That's the key message in a report released May 4 by the UN-backed Intergovernmental Panel on Climate Change (IPCC). The 38-page document, summarizing a larger tome of more than 1,000 pages, focuses on ways to curb greenhouse-gas emissions, mainly carbon dioxide, and on the economic effects that different approaches to cutting emissions could have.
Increased energy efficiency, wider use of renewable energy sources, shifts in land use and farming practices, and wider use of nuclear energy – among other measures – could substantially reduce the risk of feeling the worst effects of global warming outlined in two previous IPCC volumes released earlier this year.
To be sure, these mitigation efforts will come at a cost to economic growth. The biggest gains happen when the price of carbon hits $100 a ton, according to the authors, raising the cost of fossil fuels such as oil or coal. By some estimates, that would translate into US gasoline prices from $0.25 to $1 a gallon higher than today's.
But in the context of global economic activity, that cost is modest, according to the report. Under its most aggressive emissions-reduction scenario, still-robust economic growth rates would slow by an average of only 0.12 percent a year between now and 2030 – or by roughly 3 percent over the entire period.
This scenario would aim to hold the atmosphere's greenhouse-gas concentrations by year 2100 inside a range that would limit the long-term rise in global average temperatures to between 2 and 2.4 degrees Celsius (3.6 to 4.3 degrees Fahrenheit). Higher temperature ranges would generally come at a lower economic cost, but also could raise the risk of incurring some of the more dramatic effects of climate change, such as floods, droughts, heat waves, and sea-level rise. If greenhouse-gas concentrations are allowed to double their pre-industrial-era levels by the end of this century, that most likely would lead to an average temperature increase of 3 degrees C. (5.4 degrees F.).

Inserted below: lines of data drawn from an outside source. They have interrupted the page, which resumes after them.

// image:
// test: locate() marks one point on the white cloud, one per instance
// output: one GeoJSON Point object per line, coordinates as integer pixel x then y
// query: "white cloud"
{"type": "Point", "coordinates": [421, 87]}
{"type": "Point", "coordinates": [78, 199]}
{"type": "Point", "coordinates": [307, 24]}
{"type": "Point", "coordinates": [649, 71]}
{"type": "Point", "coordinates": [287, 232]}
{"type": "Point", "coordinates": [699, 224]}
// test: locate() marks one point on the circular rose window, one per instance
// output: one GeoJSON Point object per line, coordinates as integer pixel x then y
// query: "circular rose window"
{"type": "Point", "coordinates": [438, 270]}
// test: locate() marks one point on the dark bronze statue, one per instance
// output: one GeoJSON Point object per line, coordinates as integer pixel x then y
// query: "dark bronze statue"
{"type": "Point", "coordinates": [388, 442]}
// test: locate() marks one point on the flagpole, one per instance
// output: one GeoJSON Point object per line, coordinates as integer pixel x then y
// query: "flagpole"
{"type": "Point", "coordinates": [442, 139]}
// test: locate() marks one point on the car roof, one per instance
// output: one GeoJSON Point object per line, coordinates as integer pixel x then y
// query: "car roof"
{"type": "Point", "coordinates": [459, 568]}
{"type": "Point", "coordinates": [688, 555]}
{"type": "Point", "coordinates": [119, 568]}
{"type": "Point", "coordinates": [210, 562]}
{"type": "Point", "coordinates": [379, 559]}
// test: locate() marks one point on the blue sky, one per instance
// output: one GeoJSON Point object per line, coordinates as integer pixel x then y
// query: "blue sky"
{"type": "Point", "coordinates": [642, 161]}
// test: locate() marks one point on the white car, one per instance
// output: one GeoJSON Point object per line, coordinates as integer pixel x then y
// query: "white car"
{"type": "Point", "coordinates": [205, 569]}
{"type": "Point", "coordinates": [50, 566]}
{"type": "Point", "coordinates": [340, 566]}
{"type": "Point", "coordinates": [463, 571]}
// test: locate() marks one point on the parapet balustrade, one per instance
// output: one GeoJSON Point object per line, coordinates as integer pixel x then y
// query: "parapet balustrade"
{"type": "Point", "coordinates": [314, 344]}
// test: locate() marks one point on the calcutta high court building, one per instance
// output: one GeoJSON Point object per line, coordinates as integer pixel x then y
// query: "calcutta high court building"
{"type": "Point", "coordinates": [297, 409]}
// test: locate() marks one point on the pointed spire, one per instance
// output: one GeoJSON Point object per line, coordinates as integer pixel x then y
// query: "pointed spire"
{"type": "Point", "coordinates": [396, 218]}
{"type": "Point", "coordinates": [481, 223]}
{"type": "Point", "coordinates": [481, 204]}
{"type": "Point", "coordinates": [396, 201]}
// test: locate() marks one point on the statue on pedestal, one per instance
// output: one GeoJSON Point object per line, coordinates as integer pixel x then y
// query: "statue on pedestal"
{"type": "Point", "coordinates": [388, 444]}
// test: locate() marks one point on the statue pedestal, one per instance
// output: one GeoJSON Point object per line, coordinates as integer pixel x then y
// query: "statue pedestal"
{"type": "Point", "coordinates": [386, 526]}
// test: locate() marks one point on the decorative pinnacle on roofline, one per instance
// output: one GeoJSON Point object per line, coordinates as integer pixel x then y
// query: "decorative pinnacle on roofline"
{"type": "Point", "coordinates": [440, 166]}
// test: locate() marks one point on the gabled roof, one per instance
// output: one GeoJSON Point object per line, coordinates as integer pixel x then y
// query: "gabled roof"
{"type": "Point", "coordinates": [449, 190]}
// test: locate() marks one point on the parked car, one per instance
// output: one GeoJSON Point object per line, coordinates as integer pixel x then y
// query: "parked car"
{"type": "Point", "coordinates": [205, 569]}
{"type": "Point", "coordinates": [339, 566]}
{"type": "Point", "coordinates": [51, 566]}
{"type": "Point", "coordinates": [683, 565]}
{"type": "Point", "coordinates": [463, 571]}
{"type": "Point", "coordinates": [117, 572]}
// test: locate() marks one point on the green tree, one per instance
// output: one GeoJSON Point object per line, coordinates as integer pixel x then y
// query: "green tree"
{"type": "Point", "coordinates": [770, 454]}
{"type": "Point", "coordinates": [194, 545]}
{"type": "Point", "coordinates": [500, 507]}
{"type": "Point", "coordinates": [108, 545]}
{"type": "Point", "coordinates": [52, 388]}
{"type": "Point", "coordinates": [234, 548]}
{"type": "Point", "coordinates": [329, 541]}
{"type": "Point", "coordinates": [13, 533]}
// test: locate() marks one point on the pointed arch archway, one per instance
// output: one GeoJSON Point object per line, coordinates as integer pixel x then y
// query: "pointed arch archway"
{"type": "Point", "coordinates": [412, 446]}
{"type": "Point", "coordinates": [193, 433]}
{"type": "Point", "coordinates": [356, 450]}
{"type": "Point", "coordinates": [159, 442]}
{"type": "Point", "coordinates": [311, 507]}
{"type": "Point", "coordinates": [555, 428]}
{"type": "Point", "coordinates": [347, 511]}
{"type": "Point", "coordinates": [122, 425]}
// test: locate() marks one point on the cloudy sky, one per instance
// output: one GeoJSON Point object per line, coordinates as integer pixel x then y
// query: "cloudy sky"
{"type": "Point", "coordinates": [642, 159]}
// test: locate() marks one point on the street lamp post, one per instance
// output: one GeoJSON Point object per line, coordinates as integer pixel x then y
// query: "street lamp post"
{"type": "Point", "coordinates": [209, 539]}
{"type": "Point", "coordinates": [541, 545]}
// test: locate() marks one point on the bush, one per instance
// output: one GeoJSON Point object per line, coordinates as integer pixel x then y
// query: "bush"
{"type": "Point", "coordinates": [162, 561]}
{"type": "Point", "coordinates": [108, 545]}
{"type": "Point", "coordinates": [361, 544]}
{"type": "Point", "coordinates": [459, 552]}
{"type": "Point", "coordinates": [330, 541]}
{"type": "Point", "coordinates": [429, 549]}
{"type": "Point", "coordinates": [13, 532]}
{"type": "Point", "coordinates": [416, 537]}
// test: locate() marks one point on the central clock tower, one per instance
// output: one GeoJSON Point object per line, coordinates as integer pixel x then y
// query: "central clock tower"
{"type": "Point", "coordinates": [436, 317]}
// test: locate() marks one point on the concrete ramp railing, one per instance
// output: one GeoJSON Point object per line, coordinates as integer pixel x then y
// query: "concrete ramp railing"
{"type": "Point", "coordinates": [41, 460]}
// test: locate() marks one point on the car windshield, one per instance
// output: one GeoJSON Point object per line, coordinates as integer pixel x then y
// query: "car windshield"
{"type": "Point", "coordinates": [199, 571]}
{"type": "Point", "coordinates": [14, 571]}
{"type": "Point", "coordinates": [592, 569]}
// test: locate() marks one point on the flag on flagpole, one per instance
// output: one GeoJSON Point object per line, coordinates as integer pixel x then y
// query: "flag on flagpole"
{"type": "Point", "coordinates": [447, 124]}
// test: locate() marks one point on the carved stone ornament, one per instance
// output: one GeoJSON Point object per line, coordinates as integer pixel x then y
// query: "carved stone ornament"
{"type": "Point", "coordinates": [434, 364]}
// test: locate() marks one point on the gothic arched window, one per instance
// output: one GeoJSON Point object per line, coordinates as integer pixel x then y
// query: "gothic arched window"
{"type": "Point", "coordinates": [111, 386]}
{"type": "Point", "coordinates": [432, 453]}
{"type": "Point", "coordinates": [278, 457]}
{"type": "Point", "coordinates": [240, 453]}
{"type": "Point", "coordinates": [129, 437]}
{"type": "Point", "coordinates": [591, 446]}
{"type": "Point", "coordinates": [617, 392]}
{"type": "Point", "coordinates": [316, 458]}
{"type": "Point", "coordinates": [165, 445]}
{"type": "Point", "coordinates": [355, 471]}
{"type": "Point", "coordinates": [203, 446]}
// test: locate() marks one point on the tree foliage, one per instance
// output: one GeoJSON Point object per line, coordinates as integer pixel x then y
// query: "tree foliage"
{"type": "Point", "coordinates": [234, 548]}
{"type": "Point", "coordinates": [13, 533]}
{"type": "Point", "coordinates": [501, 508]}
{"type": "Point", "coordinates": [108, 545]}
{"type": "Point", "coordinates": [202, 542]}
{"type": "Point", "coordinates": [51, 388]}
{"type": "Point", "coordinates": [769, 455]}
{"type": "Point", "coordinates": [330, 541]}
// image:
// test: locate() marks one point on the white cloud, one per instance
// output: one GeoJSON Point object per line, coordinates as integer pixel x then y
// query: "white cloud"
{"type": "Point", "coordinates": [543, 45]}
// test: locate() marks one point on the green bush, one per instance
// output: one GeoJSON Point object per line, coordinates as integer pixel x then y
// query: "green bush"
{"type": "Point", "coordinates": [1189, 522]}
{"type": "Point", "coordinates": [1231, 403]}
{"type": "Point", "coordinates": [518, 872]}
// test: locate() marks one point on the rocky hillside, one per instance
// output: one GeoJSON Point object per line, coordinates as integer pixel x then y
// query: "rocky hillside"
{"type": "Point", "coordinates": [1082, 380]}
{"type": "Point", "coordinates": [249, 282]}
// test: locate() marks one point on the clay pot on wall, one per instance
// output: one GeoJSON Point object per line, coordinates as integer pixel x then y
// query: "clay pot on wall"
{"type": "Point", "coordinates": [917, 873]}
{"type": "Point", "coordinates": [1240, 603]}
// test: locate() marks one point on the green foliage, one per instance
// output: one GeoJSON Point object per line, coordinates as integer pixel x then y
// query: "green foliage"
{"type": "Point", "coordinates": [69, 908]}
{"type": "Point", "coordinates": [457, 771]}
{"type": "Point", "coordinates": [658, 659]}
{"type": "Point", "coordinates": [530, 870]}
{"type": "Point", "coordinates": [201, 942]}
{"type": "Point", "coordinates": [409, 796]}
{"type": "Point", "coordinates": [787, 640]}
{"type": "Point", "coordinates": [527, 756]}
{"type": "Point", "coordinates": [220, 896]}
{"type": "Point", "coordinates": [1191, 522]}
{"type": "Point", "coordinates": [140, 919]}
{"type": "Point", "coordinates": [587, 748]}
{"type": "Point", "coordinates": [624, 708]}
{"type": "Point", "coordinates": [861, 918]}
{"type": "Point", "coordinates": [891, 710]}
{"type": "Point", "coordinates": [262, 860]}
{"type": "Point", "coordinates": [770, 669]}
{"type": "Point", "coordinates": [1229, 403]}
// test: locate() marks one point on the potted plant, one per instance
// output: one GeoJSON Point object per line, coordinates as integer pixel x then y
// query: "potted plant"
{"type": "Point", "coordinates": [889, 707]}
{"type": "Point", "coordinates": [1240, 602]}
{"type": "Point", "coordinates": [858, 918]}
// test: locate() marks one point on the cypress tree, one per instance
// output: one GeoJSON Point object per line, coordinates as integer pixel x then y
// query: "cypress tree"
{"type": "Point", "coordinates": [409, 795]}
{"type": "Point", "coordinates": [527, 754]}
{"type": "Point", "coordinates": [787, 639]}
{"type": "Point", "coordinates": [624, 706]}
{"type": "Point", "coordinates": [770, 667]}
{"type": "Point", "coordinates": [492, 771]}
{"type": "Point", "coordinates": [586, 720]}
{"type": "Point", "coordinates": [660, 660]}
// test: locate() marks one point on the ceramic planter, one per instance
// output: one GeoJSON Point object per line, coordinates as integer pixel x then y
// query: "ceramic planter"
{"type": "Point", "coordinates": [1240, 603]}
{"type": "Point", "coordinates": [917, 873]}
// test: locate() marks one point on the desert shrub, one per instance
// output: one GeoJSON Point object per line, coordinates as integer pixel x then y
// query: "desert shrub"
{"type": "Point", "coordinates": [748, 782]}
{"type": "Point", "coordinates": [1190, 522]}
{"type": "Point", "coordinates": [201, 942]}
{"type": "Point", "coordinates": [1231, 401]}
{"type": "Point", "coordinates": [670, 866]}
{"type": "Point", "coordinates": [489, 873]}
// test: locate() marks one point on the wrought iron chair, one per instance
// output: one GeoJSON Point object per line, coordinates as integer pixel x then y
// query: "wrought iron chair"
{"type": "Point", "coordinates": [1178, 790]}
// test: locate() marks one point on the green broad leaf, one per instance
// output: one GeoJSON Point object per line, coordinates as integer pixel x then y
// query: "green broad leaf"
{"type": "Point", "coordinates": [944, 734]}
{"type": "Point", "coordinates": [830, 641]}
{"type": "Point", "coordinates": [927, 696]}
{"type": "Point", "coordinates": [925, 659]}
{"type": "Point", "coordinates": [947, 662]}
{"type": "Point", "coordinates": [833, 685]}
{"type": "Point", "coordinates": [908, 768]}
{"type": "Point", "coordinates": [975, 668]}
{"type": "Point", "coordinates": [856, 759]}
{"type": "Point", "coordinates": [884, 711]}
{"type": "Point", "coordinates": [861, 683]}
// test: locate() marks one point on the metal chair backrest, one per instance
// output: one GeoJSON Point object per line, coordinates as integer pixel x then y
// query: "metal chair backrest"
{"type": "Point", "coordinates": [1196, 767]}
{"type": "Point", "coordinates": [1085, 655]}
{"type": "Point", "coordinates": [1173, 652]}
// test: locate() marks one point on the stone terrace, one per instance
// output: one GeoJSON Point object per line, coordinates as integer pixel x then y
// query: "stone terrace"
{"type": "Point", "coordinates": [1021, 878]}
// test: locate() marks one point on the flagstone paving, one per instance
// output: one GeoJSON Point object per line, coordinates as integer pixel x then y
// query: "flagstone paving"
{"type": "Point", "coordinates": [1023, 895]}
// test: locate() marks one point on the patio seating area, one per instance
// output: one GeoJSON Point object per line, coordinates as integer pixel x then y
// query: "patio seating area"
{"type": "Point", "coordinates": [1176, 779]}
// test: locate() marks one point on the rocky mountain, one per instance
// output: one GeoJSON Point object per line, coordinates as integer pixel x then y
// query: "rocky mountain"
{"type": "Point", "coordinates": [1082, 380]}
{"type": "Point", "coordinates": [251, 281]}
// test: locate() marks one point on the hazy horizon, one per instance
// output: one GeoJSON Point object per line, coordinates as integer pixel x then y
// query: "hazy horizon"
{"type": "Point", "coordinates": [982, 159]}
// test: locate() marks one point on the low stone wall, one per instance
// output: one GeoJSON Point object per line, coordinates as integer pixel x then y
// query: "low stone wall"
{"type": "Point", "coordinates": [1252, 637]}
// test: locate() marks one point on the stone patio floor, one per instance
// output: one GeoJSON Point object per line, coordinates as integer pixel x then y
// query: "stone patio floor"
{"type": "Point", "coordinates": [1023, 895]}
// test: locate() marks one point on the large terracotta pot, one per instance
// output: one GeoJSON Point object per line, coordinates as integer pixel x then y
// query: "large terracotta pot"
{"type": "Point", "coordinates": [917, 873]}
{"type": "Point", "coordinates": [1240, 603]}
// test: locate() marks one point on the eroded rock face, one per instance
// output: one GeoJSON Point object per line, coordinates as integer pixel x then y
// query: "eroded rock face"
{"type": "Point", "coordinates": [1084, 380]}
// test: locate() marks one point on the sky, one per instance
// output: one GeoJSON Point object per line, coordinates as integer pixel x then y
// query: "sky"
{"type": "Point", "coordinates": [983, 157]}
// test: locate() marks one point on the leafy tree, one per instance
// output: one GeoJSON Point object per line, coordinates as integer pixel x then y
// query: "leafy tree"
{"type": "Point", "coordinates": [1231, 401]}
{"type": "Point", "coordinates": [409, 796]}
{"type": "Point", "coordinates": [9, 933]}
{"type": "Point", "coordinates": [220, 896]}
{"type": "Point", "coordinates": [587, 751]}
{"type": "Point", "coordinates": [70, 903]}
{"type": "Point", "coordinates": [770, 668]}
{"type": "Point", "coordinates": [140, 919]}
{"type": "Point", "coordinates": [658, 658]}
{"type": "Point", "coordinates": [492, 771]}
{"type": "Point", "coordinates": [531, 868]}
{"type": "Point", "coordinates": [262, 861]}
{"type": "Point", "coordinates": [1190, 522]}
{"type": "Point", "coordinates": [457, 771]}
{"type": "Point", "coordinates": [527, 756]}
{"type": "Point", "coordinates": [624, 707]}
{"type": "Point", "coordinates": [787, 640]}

To keep temperature increases at a minimum countries must begin to crack down on emissions quickly, the report says. Delays would lead to countries building "more emission-intensive" factories, power plants, and other infrastructure around the world, it says.
The report comes against a backdrop of greenhouse-gas emissions – mostly carbon dioxide – that have risen some 70 percent over the past 35 years, and could rise by up to 90 percent by 2030, according to Bert Metz, a senior researcher at the Netherlands Environmental Assessment Agency and one of the co-chairs for the group producing the new IPCC report.